Responsabiliser les multinationales pour moraliser l’économie

Edito      Sans titre 1

Le 24 avril 2013 un immeuble de Dacca au Bangladesh abritant une usine textile s’effondrait faisant 1 135 morts. L’usine était la sous-traitante de nombreuses marques de vêtements européennes, y compris françaises. L’émotion suscitée par le drame du Rana Plaza a été intense et légitime. Cette catastrophe est venue interroger la position de notre société face aux évolutions de l’économie. Depuis longtemps notre économie s’est internationalisée. La division internationale du travail est devenue la norme : des matières premières prélevées sur un continent sont transformées dans un deuxième, les pièces détachées assemblées dans un troisième et le produit final est vendu sur un quatrième continent. Bien souvent, ces tâches de production sont sous-traitées, c’est-à-dire déléguée à des entreprises subalternes à la société donneuse d’ordre qui vend le produit final. Il arrive que ces sociétés mères prennent des risques choquants ou ferment les yeux sur des pratiques indécentes sous prétexte que la législation sociale est faible ou inexistante dans les pays ou sont basés les sous-traitants. Le drame humain du Rana Plaza comme le drame environnemental de l’Erika il y a 15 ans sont la preuve qu’il est nécessaire de mettre les sociétés donneuses d’ordre devant leurs responsabilités.

Une question a rapidement émergé : que peut-faire la France et le législateur pour éviter qu’un tel drame se reproduise ? Un constat s’est d’abord imposé : les « bonnes pratiques » développées par les entreprises depuis plusieurs années sont pertinentes mais pas suffisantes. L’intervention du législateur était donc nécessaire. Le 29 novembre dernier, l’Assemblée nationale a adopté en nouvelle lecture la Proposition de loi relative au Devoir de vigilance des sociétés mères et des entreprises donneuses d’ordre. Ce texte, porté par mon collègue Dominique Potier, député de Meurthe-et-Moselle, a pour ambition de mettre les grandes entreprises qui externalisent leur production devant leurs responsabilités.

Le premier volet de la loi est l’instauration d’un plan de vigilance. Les grosses entreprises dont certaines filiales, sous-traitants ou fournisseurs sur lesquels elle exerce une influence déterminante qui sont situés à l’étranger devront désormais élaborer un plan de vigilance des risques d’atteintes aux droits de l’Homme et aux libertés fondamentales, de dommages corporels ou environnementaux et de risques sanitaires. Ce plan sera public et pourra faire l’objet d’un contrôle par le juge sous saisine d’une personne, d’un syndicat ou d’une association.

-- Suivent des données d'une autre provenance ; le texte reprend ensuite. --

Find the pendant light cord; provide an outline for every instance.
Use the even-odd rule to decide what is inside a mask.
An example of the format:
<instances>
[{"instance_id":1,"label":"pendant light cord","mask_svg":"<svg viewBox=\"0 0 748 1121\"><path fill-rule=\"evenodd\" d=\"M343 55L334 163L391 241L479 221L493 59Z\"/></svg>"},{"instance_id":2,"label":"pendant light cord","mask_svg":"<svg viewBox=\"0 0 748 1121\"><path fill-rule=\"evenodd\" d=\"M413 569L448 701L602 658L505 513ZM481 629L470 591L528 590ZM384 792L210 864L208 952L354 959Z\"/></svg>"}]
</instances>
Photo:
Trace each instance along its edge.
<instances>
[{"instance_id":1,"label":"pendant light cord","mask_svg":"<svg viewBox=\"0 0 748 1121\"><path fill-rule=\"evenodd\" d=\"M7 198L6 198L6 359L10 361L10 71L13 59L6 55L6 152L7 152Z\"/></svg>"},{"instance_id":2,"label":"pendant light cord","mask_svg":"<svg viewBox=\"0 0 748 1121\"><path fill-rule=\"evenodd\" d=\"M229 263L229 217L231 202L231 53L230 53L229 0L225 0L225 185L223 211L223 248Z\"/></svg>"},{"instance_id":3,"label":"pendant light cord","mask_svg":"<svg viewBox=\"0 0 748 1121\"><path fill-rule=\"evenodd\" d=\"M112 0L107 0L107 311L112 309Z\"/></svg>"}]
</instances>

Le deuxième volet de la proposition de loi est la mise en place de la responsabilité civile de la personne morale en cas de dommages liés à ses activités. La faute est caractérisée en cas de non-respect du plan de vigilance et s’il existe un lien de causalité entre la faute et le préjudice. L’amende encourue est de 10 millions d’euros.

Ce texte sera adopté en lecture définitive dans le courant du mois de janvier pour une application que j’espère rapide. Je veux également souligner qu’il a été voté par tous les groupes de gauche à l’Assemblée nationale, alors que la droite a voté unanimement contre. Ce texte sera sans doute la dernière pierre du quinquennat de François Hollande en matière de moralisation de l’économie. Souvenons-nous de la loi de séparation des banques de dépôt et des banques d’investissement. Souvenons-nous de la loi Sapin II sur la transparence, la lutte contre la corruption et la modernisation de la vie économique. Toutes ces lois n’avaient qu’une ambition : responsabiliser les acteurs économiques, et placer la protection des êtres humains au-dessus des profits.